La
force du président Aziz c’est sa témérité. Son courage, diront ses
admirateurs. Sa « folie » (des grandeurs), rétorqueront ses opposants.
Qu’on l’aime ou pas, il faut reconnaître que l’homme tire un grand
bénéfice de sa propension à agir. A ses collaborateurs, il dit : faites
et puis on verra après !
J’étais de ceux qui pensaient qu’organiser un sommet de la Ligue arabe à Nouakchott était une folie. A plusieurs points de vue. Mes raisons ?

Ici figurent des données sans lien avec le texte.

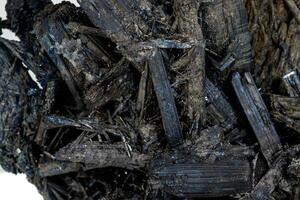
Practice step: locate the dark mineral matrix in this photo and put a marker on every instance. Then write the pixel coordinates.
(153, 99)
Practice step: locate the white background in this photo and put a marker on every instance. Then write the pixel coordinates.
(16, 187)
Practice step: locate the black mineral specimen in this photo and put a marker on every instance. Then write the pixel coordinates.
(152, 99)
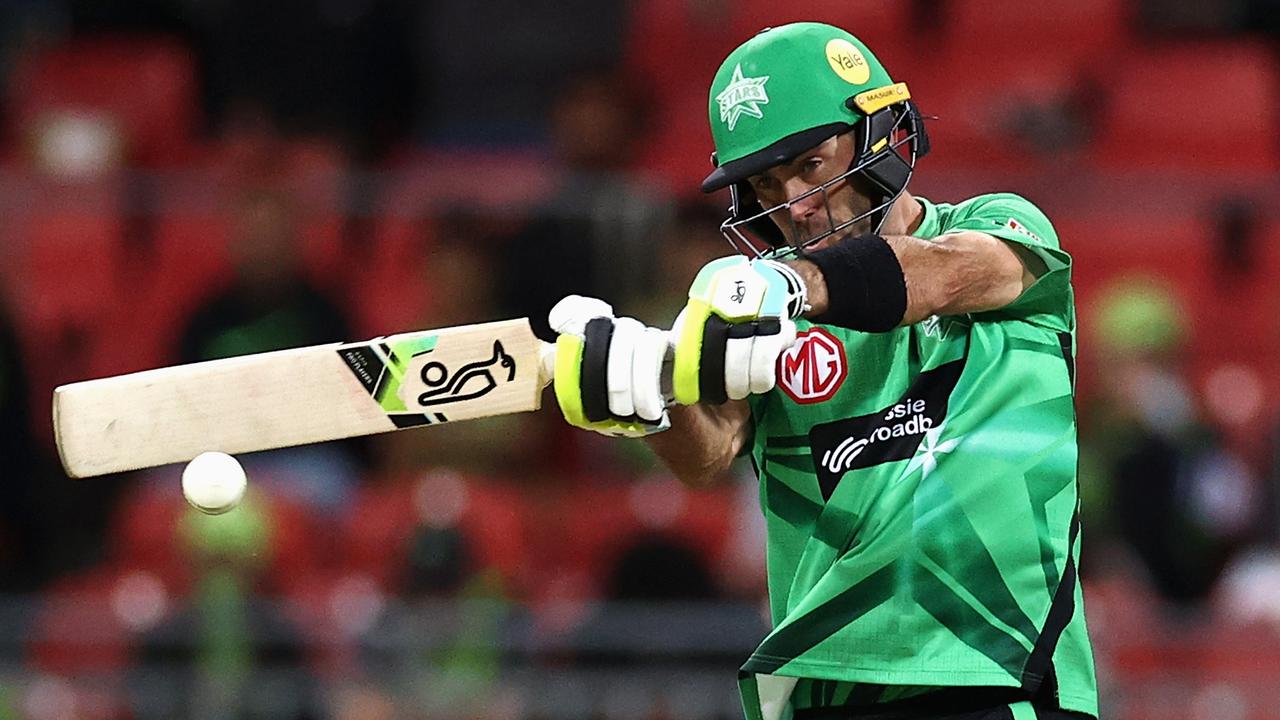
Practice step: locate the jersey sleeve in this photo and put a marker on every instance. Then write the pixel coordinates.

Nouakchott n’est pas une ville, au sens où l’entendent nos frères du
Machrek et du Maghreb. Les premiers avaient converti (enfoui) leurs
pétrodollars en villes qui concurrencent, du point de vue architecture,
équipements, loisirs et plaisir, les plus grandes cités d’Europe et
d’Amérique. Les seconds (Marocains, Algériens, Tunisiens) se confondent,
à nos yeux, avec nos « ancêtres les Gaulois ». Comment alors penser
inviter tout ce beau monde à Nouakchott et, sans peser le pour et le
contre, passer à l’acte. Aziz l’a fait.
A voir le déroulement du 27ème sommet de la Ligue arabe, on voit bien que c’est un coup gagnant. « Nous organiserons ce sommet, même sous la tente
», avait dit le président Aziz. Et, effectivement, une tente
gigantesque a été dressée dans l’enceinte du Palais des congrès de
Nouakchott pour accueillir les réunions du « sommeil » de la Ligue
arabe.
Cette infrastructure de
fortune a coûté une fortune : 700 millions d’ouvrages (2,5 millions de
dollars US), rapportent certains médias. Mais qu’importe ! Organiser le
premier sommet de la Ligue arabe à Nouakchott dans l’histoire du pays
n’a pas de prix. Les 22 pays membres sont là. Si les mauritaniens
déplorent l’absence de plusieurs têtes couronnées (Salman d’Arabie
saoudite, Mohamed VI du Maroc, Qabous d’Oman, Abdalla II de Jordanie,
etc) et de présidents qui comptent (Egypte, Tunisie), d’autres ont tenu à
honorer leur hôte mauritanien (l’émir Temim du Qatar, l’émir du
Koweït). C’est un succès diplomatique notoire. Et certainement une bonne
perspective pour les investissements en Mauritanie. Ces deux pays
comptent en effet beaucoup pour Nouakchott étant de ceux qui, avec
l’Arabie saoudite, lui ont permis de faire face à la crise économique
consécutive à la chute des prix des matières premières (fer, or, cuivre)
depuis 2014.
Autre coup gagnant : l’ouverture, un mois avant ce sommet, du nouvel aéroport international de Nouakchott « Oumtounsi ».
C’est l’occasion pour le gouvernement de couper court à toutes les
critiques sur la réalisation de cette infrastructure qui aurait coûté,
selon certaines estimations, près de 300 millions de dollars US. Si la
Mauritanie ne disposait pas d’un tel aéroport, elle devait attendre
encore longtemps avant d’envisager l’accueil d’un tel sommet.
Le dernier coup gagnant du président Aziz est d’avoir profité de
l’organisation de ce sommet pour mettre à niveau certaines
infrastructures de la capitale.
Certes, on ne sait quelles sommes ont été engagées dans cette opération
également suspectée de forts relents de gabegie, mais les Nouakchottois
sont contents que leur ville ressemble enfin, dans sa partie « utile » à
quelque chose. Ce travail « dans l’urgence » a été mitraillé par une
opposition qui, faute de dialogue, ne manque aucune occasion pour tirer à
boulets rouges sur un pouvoir qui lui rend « au double » sa monnaie.
Globalement donc, le sommet de Nouakchott est une réussite. La
Mauritanie aura eu son « tour » et prouvé qu’elle peut organiser une
grande rencontre. Les « frères » arabes sont venus, ont vu et l’on
espère qu’ils reviendront pour investir. Enfin, Aziz a joué et gagné :
jusqu’au prochain sommet, il se présentera comme le « chef » des Arabes,
comme il l’a été, en 2014, pour les Africains.